Edgeland Futurism was a collaborative futuring event that took place in 2014.

Edgeland Futurism asked its participants to re-imagine the near future of the southern California borderland region (San Diego and Tijuana) and encouraged inter-disciplinary, cross-generational and trans-border collaboration. With strategies and devices from speculative fiction, Surrealist ethnography, and Situationism, participants worked across different mediums to create videos, writing, sound recordings, photographs and to design speculative products, technologies, and performative interventions in the everyday. We simultaneously created an archive of the consensual speculations of a time and a place as well as engaged directly with the public through performance, interventions, screenings, workshops and even a gallery show.

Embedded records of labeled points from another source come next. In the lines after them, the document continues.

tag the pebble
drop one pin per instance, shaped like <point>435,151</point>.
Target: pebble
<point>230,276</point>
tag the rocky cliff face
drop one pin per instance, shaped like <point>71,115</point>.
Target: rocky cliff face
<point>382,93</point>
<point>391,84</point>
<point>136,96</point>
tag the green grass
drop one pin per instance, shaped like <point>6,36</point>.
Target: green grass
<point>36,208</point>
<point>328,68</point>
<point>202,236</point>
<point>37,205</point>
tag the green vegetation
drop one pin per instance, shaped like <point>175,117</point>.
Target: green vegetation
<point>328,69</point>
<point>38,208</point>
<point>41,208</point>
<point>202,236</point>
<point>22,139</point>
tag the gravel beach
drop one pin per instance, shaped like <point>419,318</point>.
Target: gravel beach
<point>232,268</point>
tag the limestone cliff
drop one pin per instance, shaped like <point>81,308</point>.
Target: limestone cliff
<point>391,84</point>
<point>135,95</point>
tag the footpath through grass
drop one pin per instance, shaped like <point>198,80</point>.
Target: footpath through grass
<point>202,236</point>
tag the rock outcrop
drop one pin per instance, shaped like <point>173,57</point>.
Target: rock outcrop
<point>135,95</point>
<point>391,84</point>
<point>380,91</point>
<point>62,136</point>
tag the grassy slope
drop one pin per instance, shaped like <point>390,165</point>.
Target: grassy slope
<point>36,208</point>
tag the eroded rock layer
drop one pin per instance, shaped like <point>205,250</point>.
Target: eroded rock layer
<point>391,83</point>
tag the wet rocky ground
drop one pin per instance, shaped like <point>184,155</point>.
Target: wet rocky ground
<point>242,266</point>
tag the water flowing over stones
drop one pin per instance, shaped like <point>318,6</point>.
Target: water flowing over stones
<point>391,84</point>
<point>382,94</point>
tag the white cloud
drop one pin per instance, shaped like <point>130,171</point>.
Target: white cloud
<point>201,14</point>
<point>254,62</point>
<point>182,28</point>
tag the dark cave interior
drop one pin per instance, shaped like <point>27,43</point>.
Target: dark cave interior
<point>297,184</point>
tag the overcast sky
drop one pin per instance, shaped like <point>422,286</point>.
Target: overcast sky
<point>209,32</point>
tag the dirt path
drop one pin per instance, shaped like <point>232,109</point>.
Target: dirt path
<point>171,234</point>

Edgeland is a term that may be used to describe a geographical location where a confluence of tensions between urban, rural, corporate, domestic and militarized zones occur. We will also thought about the term “edgeland” as a container to describe alterity, difference and otherness. Because the edge is proximal to the liminal, the edgeland is a place that is highly inclined to transgressions and re-formulations of ways of knowing. We engaged critically with the duality of the edgeland as a geo-political place and as a metaphor for difference.

Equal agency was given to "truth" and "fiction", (the latter often manifests hopes, desires, dreams and sometimes something closer to another kind of "truth"), as potential narrative devices. This trans-imaginary realm allowed for an immersive investigation of self and place and how it may be performed, embodied, mythologized and re-imagined. At the core of the project there was an element of play. Projects played with time and space, media, reality, rationality, subjectivity, speculation and empathy. This creative exercise/investigation not only produced narratives and images in our near future, but also attempt to create experiences, using cognitive estrangement to create experiential future projects.